While much attention is focused on congressional elections, where the outcome may be a verdict on Biden’s presidency, a better reading of the national political balance may be in gubernatorial races, including Maine’s.
The election of a governor allows voters to choose who leads a government that has a direct effect on them. This differs from a federal election in which the winner will best be part of the Washington system struggling to create policy. And, unlike votes for federal office, each voter has exactly the same influence in the election of governor.
Maine Governor Janet Mills, a moderate right-wing Democrat, faces former Governor Paul LePage who posed as a Republican under Donald Trump. Although they’ve never faced each other in an election before, they did battle when Mills served as attorney general during LePage’s tenure.
Mills has the advantage of being the incumbent in a state where voters often give governors a second term. But as the presidential elections have shown, the state is tightly divided along partisan lines. LePage’s ties to Trump would make him an upset victory in national news. If the state wobbles, much can be read in the outcome as a sign of Trump’s continued influence.
Several other states, though none have a two-gubernatorial race, can also send a signal about where the country is headed. If they were all going in the same direction, that would be a strong signal.
The political signs are that Georgia is becoming a swing state. Surprisingly for the Deep South, it now has two Democratic US senators. Republican Gov. Brian Kemp is a Trump Republican hated by Trump for not throwing the 2020 presidential election at him. Georgia voters seem ready to go beyond Trump, but not necessarily beyond conservatism.
Kemp will face Democrat Stacey Abrams, whom he narrowly beat four years ago. She was a key architect of the 2020 Democratic victories in Georgia and is a national political figure. She offers a clear choice on issues, but perhaps more importantly, she is among the most adept politicians in her party and can get her vote.
Abrams could benefit from a policy shift that could send a broader message. There has been an influx of people from outside the South into the Atlanta area.
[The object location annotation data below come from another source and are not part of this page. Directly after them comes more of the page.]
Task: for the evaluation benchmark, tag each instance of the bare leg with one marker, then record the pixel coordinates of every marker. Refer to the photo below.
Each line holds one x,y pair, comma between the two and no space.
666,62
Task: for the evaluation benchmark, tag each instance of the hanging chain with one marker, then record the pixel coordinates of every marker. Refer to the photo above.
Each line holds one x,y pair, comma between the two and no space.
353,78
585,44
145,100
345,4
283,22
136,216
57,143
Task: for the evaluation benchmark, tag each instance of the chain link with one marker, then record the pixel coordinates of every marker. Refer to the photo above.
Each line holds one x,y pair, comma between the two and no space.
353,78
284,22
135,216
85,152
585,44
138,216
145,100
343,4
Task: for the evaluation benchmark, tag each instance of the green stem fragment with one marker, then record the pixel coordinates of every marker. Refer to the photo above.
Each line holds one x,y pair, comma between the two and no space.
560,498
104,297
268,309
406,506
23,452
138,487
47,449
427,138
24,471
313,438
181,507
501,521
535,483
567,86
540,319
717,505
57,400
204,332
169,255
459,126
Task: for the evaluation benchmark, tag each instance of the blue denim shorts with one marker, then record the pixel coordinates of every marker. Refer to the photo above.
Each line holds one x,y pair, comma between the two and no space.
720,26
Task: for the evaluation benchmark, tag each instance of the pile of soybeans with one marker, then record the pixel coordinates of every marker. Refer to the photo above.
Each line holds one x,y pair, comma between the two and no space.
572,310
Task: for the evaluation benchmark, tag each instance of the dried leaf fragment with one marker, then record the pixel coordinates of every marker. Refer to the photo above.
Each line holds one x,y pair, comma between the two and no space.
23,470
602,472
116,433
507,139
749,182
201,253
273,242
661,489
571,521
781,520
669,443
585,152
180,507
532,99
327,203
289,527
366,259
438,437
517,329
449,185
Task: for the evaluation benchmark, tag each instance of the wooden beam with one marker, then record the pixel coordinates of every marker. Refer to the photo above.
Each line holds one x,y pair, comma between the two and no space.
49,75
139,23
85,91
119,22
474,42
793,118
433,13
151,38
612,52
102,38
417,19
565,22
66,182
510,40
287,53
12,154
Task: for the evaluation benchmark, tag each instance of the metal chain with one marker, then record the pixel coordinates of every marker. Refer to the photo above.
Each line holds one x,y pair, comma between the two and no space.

Just as Maine might become more Democratic thanks to newcomers, the Atlanta area is becoming more Democratic. The Georgia results could reveal the upcoming Solid South collapse.
Texas and Wisconsin could provide readings on the national split, and the effect of Republican efforts to make it harder for traditional Democratic voters to vote could be a major factor. If the GOP is successful, it could reveal that it can retain control in many states, even when in a minority.
In Texas, GOP Governor Greg Abbott is an outspoken Trump loyalist and an active promoter of voter suppression. He takes on Beto O’Rourke, a former congressman and Democrat who ran well against Senator Ted Cruz in 2018. O’Rourke may be struggling to win, but even a close finish could put Texas in the sweepstakes category. for the 2024 presidential election.
Wisconsin is perhaps the state trying hardest to stop people from voting, and there are even questions about its vote tally. Democratic Governor Tony Evers faces a Republican Trump who will be selected on August 9. As much as the partisan test, the election will show whether voter suppression has taken hold, which could affect the 2024 presidential race in a key state.
The Nevada race stands as a test for Trump’s strengths. Its candidate, Sheriff Joe Lombardo, faces a moderate Democratic governor, Steve Sisolak. If Trump’s Republicans want to show they’re winning, this may be their best bet. A Democratic reversal here would send the same message to the loss of a Mills in Maine.
US House and Senate elections could determine whether Joe Biden will be able to accomplish much in the next two years. This is likely critical for the Democratic platform, as the 2024 election could be for an open presidential seat.
But on the larger question of the national political balance and its tilt in the future, it is the governor’s races that may provide the answer.